受銑指数=受銑量/最大受銑容量(380t)
溶解指数=(溶解後の重量-溶解前の重量)/(条件1での溶解後の重量-溶解前の重量)×-1
なお、条件1では、溶解後の重量が溶解前の重量より多くなっている(銑鉄量が増加してる)ことから、溶解指数では-1をかけて表記している。
ここで、溶解量は、トーピードカーを傾転させながら、出銑口からトーピードカー内の溶銑を受銑鍋に払い出し、受銑鍋台車に搭載している秤量機を用いて、払い出し前と後の秤量差を測量して、この払い出し量を溶解量とした。
受銑による溶解量の絶対値は、受銑鍋台車の秤量機で測量した払い出し量から高炉受銑量を減じてこれを受銑による溶解量とした。なお、高炉受銑量は、受銑前後の湯面高さを湯面レベル計で計測して、この値よりトーピードカー内の銑鉄重量を算出した。
Figure 0007485939000003
条件1は、高炉からの受銑のみによって銑鉄の溶解を実施したものである。トーピードカー内に溶銑を受ける空間が無く、受銑指数は0.08と少なくなった。そして、受銑した溶銑が固化してしまい、溶解指数が-1.00となった。
条件2は、燃焼バーナーを用いて24時間の昇熱を実施したが、火炎長さが短く、火炎が銑鉄に直接衝突しないものである。溶解指数が0.01となり、銑鉄をほとんど溶解することができなかった。
条件3は、本発明の銑鉄溶解装置を用いて12時間の昇熱を実施したものである。なお、(Lb-(H-Ld))/Dbが1.18であってD/Db(4.22)以下であり、酸素比は溶解前1.9及び溶解後1.7であった。溶解指数が0.14となり、条件2よりも多くの銑鉄を溶解することができた。
条件4は、本発明の銑鉄溶解装置を用いて12時間の昇熱を実施したものである。なお、(Lb-(H-Ld))/Dbが2.00であってD/Db(4.03)以下であり、酸素比は溶解前2.0及び溶解後2.0であった。その結果、溶解指数が0.04となり、少量の銑鉄を溶解することができた。

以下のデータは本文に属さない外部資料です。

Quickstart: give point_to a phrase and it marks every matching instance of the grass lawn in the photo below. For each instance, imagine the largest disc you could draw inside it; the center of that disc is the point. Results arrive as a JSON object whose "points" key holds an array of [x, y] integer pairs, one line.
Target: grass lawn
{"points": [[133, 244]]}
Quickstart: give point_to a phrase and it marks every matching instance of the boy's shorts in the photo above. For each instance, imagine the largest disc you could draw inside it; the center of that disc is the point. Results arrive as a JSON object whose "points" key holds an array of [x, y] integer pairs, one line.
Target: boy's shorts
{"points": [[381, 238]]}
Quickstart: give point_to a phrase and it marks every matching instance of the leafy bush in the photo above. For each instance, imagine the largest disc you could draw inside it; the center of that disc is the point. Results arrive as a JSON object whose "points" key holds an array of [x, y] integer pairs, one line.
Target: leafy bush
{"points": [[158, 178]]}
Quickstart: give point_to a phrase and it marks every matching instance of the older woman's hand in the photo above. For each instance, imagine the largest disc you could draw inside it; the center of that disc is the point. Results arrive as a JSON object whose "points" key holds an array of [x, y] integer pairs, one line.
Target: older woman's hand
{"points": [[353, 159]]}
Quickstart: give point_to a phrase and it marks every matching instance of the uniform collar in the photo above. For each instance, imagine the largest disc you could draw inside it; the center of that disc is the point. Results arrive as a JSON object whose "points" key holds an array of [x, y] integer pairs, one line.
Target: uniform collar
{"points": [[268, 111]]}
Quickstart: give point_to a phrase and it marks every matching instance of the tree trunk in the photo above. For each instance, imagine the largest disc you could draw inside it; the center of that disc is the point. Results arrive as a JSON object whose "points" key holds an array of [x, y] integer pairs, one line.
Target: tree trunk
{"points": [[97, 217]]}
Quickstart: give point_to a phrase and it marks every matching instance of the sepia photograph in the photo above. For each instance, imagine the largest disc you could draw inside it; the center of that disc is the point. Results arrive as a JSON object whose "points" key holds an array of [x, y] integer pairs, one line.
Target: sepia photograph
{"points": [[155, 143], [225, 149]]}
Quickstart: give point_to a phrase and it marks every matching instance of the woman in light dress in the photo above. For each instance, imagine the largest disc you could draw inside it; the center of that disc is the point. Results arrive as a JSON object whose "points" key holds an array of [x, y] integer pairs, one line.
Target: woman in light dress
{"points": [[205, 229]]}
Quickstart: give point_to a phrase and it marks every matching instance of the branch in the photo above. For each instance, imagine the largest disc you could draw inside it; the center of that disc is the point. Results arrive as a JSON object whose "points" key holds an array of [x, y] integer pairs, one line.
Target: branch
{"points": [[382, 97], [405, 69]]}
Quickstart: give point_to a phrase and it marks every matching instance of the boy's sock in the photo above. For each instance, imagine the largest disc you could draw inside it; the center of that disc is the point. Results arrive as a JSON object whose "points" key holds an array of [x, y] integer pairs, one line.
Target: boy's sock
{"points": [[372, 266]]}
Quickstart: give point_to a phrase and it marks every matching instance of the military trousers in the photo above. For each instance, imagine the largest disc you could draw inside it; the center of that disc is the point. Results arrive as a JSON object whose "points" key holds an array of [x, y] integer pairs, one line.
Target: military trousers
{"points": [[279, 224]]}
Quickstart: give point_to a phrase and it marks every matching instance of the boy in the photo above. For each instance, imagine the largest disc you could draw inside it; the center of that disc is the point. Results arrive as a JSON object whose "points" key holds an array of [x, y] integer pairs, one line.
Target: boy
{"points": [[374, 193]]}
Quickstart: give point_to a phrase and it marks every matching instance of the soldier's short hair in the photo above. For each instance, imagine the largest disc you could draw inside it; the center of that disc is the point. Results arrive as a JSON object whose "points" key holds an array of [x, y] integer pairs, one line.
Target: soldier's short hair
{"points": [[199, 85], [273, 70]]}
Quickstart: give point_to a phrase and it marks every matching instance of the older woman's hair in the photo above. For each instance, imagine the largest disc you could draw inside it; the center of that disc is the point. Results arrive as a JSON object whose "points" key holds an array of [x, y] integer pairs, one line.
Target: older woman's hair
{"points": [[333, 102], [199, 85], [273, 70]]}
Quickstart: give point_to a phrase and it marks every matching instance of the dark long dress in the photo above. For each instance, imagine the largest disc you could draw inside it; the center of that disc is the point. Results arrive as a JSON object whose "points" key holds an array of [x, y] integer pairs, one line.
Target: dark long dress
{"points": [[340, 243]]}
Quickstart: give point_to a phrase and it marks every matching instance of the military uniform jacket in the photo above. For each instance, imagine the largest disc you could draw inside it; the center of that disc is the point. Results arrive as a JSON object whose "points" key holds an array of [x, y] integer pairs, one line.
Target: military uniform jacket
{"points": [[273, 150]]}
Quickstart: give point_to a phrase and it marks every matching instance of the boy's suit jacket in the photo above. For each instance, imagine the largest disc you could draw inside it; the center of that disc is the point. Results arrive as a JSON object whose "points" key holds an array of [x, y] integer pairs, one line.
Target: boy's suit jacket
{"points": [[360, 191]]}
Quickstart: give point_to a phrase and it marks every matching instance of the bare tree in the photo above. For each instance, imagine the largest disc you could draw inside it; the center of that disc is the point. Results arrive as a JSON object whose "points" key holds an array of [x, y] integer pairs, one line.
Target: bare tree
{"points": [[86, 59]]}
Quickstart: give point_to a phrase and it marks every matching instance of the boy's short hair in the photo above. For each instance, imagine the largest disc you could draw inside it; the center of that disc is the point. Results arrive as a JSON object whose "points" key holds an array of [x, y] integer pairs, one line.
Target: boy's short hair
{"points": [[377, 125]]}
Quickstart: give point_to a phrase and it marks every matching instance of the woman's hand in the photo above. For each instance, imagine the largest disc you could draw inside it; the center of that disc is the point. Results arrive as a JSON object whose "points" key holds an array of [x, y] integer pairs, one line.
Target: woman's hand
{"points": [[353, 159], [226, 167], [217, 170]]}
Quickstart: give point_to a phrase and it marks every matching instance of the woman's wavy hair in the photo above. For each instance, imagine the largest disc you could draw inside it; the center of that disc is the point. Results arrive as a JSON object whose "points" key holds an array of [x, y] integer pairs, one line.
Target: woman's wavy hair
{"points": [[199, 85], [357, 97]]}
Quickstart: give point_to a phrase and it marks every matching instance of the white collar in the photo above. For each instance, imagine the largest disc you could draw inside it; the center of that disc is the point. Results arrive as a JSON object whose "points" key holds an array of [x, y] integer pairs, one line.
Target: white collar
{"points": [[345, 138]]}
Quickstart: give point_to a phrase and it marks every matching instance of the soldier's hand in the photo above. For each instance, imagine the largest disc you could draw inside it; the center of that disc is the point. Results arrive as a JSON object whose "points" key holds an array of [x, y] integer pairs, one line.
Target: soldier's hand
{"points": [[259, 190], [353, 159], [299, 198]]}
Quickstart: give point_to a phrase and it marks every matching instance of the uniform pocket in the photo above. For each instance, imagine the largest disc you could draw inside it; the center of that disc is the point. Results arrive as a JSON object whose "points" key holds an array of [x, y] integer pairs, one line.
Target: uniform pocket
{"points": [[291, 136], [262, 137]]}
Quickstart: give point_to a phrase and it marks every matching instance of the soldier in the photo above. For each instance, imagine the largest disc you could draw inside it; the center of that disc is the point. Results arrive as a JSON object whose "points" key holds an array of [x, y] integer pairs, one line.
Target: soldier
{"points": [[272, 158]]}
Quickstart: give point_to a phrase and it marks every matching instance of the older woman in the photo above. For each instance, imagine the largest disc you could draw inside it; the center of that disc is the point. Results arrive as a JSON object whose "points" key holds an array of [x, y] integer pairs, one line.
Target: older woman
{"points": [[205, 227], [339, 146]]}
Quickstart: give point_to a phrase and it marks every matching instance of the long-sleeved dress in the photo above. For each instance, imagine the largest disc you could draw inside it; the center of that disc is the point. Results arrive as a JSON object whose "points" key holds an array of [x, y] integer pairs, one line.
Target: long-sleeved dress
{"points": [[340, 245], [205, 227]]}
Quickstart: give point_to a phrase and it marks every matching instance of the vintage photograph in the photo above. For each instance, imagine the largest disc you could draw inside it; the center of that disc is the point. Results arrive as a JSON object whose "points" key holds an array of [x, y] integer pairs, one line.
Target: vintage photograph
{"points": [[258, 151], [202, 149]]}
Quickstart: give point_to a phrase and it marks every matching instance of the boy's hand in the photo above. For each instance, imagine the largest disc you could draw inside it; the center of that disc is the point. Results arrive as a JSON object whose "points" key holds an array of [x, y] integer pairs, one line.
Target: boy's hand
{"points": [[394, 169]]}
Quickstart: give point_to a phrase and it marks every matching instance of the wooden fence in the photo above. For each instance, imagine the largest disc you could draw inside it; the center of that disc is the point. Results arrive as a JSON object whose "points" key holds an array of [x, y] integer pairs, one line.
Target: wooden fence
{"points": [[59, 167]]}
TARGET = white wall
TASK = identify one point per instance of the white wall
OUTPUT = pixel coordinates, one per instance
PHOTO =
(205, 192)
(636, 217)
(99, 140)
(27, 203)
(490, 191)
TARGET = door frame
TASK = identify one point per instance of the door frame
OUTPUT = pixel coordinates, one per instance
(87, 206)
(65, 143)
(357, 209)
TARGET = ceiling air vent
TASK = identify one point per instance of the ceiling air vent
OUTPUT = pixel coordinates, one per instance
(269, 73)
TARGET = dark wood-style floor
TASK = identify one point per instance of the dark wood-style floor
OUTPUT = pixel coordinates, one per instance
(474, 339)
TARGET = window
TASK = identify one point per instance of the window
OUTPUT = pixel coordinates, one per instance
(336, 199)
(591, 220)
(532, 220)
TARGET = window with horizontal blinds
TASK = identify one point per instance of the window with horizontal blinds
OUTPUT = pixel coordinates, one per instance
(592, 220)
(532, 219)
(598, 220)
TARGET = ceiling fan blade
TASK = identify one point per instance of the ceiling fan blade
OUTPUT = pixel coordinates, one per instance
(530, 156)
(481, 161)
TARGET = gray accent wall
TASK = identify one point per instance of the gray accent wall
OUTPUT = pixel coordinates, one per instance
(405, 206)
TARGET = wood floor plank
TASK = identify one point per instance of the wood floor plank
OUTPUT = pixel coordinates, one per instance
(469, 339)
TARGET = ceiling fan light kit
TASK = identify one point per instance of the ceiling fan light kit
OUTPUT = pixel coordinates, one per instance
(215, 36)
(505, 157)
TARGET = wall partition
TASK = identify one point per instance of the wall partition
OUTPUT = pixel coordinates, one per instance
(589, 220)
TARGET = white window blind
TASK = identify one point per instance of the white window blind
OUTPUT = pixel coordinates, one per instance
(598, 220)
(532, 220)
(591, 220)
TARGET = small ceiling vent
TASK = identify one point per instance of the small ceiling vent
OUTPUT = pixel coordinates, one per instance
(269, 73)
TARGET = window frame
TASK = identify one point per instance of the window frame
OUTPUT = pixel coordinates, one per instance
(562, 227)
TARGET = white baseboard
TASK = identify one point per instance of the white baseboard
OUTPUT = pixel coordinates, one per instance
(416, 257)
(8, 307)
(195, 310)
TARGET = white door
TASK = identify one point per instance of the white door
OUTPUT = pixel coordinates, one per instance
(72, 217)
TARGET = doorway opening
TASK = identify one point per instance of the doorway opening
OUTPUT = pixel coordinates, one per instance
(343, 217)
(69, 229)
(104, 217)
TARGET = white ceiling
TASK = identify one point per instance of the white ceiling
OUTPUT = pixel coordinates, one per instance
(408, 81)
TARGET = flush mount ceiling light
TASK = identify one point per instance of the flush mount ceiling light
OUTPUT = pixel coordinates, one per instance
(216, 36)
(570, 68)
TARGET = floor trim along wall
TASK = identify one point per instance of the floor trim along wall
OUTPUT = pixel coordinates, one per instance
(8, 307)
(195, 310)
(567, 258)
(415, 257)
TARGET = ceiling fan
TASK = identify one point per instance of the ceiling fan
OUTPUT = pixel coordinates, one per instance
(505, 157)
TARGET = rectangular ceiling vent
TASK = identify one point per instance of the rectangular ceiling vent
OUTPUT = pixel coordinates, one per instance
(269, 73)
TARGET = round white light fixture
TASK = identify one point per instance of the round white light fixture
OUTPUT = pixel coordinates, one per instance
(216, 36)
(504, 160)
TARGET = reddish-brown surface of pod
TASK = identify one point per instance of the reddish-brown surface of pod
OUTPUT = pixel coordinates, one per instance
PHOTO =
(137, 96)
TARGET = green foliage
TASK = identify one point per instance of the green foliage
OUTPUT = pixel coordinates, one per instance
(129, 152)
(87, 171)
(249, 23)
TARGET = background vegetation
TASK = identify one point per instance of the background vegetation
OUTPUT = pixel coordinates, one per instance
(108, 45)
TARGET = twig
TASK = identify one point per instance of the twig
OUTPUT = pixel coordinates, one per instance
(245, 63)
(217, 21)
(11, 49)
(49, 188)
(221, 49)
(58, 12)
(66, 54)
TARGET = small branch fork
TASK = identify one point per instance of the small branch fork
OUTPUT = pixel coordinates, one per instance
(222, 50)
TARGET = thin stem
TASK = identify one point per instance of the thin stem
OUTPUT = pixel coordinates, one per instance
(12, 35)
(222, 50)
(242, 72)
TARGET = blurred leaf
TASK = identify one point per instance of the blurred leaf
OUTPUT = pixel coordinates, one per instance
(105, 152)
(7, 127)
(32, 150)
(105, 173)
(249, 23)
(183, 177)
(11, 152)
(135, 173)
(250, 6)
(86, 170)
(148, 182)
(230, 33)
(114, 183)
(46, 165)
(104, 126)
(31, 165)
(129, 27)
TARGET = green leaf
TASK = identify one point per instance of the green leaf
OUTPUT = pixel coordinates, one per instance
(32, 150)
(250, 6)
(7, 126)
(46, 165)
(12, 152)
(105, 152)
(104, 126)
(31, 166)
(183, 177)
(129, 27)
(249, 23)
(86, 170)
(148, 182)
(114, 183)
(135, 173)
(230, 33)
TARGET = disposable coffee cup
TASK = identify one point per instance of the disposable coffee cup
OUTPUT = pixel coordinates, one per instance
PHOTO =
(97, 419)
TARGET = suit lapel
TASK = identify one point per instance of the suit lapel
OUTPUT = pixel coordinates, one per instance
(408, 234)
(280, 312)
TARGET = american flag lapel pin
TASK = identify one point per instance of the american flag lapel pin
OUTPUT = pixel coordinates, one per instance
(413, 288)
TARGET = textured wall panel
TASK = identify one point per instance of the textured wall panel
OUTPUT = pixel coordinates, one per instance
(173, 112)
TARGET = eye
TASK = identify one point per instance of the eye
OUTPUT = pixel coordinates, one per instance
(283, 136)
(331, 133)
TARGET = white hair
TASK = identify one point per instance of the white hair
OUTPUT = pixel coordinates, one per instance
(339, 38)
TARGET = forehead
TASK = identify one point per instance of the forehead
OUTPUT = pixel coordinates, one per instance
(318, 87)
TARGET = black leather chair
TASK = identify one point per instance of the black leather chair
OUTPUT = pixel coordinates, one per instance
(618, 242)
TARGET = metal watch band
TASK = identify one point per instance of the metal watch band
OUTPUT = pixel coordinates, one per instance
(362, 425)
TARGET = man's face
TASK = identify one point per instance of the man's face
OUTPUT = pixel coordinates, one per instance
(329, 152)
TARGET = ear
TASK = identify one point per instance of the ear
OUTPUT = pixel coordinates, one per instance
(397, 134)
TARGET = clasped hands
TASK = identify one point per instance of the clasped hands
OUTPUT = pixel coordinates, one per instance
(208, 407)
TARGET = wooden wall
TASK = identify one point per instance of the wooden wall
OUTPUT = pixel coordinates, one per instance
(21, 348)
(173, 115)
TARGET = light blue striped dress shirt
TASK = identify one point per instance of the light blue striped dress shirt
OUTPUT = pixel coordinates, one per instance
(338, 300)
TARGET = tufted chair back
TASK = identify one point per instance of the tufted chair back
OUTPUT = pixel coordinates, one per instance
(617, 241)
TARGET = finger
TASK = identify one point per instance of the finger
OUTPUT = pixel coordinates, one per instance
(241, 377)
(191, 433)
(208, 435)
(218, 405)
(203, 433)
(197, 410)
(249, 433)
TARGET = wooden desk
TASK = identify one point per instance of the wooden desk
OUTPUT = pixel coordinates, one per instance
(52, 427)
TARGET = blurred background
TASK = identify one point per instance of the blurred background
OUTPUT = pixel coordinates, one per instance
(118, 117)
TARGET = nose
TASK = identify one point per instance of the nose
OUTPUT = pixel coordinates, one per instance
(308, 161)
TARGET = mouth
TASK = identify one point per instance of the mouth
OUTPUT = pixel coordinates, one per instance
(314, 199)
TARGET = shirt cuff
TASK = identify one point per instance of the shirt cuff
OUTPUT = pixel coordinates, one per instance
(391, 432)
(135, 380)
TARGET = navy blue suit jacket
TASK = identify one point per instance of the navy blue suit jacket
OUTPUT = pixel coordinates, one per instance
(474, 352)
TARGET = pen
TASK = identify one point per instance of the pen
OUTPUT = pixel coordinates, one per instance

条件5は、本発明の銑鉄溶解装置を用いて12時間の昇熱を実施したものである。なお、(Lb-(H-Ld))/Dbが2.89であってD/Db(3.82)以下であり、酸素比は溶解前1.4及び溶解後2.1であった。溶解指数が0.25となり、比較的多くの銑鉄を溶解することができた。なお、溶解後の酸素比が比較的高く、スラグが発生し、耐火物の浸食が認められた。
条件6は、本発明の銑鉄溶解装置を用いて12時間の昇熱を実施したものである。なお、(Lb-(H-Ld))/Dbが0.80であってD/Db(4.03)以下であり、酸素比は溶解前1.2及び溶解後1.2であった。溶解指数が0.19となり、比較的多くの銑鉄を溶解することができた。なお、酸素比が比較的低いため、煤が発生した。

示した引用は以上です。